Beal’s work is held in an array of museum collections:
- Metropolitan Museum, New York City
- Whitney Museum of American Art, New York City
- Cleveland Museum of Art, Ohio
- The Phillips Collection, Washington D.C.
- Los Angeles County Museum of Art, California
- Detroit Institute of Arts, Michigan
- Art Institute of Chicago, Illinois
- Nelson-Atkins Museum of Art, Kansas City, Missouri
- Florence Griswold Museum, Old Lyme, Connecticut
- New Britain Museum of American Art, New Britain, Connecticut
- Virginia Museum of Fine Arts, Richmond, Virginia
- Hudson River Museum, Yonkers, New York
- Telfair Museums, Georgia
- Frye Art Museums, Washington
- Amon Carter Museum of American Art, Texas
- Crystal Bridges Museum of American Art, Arkansas
- Virginia Museum of Fine Arts, Virginia
- McNay Art Museum, Texas
- Indianapolis Museum of Art, Indiana
- Canton Museum of Art, Ohio
- Terra Foundation for American Art, Illinois
- Smithsonian American Art Museum, Washington D.C.
- British Museum, London, England
- Everson Museum of Art, New York
- Princeton University Art Museum, New Jersey
- Brooklyn Museum, New York
- University of Michigan Museum of Art, Michigan
- Mildred Lane Kemper Art Museum, Missouri
- New-York Historical Society, New York
- New Britain Museum of American Art, Connecticut
- Maier Museum of Art, Lynchburg, Virginia
Beal was commissioned to produce murals for several government buildings:
- Allentown, Pennsylvania, Post Office, 1938
- Main Interior Building, Washington D.C., 1941
- Crestline, Ohio Post Office, 1943

==Gifford Beal Archive==
The Smithsonian Institution in Washington D.C. holds an archive concerning Beal’s career as an artist containing correspondence, writings, works of art and printed material, much of it provided by Kraushaar Galleries, New York City. This collection has been fully digitized and is available online.

==Style and inspiration==
Beal’s subjects varied. He found inspiration not only in holiday spectacle and pageantry but also in the natural and everyday side of life. Some of his best known pictures are of holiday crowds, circus performers and hunting scenes. Yet, Beal enjoyed painting the Caribbean Islands and the landscape along the Hudson River and in Gloucester and Rockport, Massachusetts, where he spent many summers. He depicted many scenes of the fishermen who worked there.

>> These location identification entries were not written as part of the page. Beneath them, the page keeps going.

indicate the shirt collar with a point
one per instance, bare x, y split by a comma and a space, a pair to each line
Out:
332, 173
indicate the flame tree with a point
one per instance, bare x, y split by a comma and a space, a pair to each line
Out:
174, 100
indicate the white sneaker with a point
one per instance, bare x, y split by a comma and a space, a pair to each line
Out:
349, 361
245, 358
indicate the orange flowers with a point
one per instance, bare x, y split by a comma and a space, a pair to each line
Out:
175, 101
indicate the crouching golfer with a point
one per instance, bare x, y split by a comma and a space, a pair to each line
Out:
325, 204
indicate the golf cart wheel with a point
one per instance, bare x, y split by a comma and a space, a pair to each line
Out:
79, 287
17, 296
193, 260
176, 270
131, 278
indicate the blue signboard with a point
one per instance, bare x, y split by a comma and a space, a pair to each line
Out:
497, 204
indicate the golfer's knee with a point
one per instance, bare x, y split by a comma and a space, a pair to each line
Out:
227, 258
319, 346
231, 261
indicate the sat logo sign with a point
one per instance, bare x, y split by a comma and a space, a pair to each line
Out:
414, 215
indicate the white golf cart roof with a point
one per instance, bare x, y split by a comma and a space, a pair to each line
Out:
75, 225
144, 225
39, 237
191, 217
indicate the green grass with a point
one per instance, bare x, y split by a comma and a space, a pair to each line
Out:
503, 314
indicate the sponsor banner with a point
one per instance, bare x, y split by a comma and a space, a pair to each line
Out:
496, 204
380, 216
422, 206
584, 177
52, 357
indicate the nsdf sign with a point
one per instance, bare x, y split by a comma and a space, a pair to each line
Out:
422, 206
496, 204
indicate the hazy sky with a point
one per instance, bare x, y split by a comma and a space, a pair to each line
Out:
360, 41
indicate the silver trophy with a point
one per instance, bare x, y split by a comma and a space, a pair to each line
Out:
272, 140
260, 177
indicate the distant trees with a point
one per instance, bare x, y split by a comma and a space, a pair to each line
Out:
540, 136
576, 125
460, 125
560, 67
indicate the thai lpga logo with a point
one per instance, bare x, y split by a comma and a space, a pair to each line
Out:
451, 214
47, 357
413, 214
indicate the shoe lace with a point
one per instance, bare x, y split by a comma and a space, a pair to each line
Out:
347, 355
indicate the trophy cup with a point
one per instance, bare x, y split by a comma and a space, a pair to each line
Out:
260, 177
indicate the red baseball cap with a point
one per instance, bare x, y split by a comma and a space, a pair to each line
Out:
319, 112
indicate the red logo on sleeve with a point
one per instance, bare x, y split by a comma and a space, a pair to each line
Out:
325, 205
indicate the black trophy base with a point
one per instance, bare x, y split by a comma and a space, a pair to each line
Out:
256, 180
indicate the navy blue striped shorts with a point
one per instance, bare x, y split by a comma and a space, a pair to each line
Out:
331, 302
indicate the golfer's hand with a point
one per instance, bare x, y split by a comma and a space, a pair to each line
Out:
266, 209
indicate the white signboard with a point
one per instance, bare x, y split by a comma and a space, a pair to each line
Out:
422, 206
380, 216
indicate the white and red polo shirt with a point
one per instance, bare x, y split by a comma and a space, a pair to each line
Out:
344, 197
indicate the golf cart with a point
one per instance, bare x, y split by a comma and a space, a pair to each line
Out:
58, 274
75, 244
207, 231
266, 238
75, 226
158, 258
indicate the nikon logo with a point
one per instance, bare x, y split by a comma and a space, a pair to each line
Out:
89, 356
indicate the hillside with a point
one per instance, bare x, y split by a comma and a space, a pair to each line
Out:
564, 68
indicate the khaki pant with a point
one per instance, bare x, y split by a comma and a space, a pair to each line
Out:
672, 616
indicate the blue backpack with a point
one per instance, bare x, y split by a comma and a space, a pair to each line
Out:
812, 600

The French Impressionists' use of color and light to create form and atmosphere provided Beal's first influence. As his personal style developed, other elements of painting were emphasized: compositions were built on line and form thereby adding more solidity to the work. For example, he depended on balanced, rhythmic elements to depict motion in riding or fishing scenes. Beal believed in the power of spontaneity and would sometimes rework a "dead" area of color with line in order to revitalize it.

Beal's style underwent a simplification in the 1930s, his "austere" phase which coincided with American regionalism. As he grew older, his work became increasingly free and spirited, in part due to his exploration of different media, especially egg/oil tempera and brush and ink. These changes increased his sense of color and gesture, and he began to emphasize the abstract qualities of his subject. He did some of his boldest and brightest work during the last years of his life.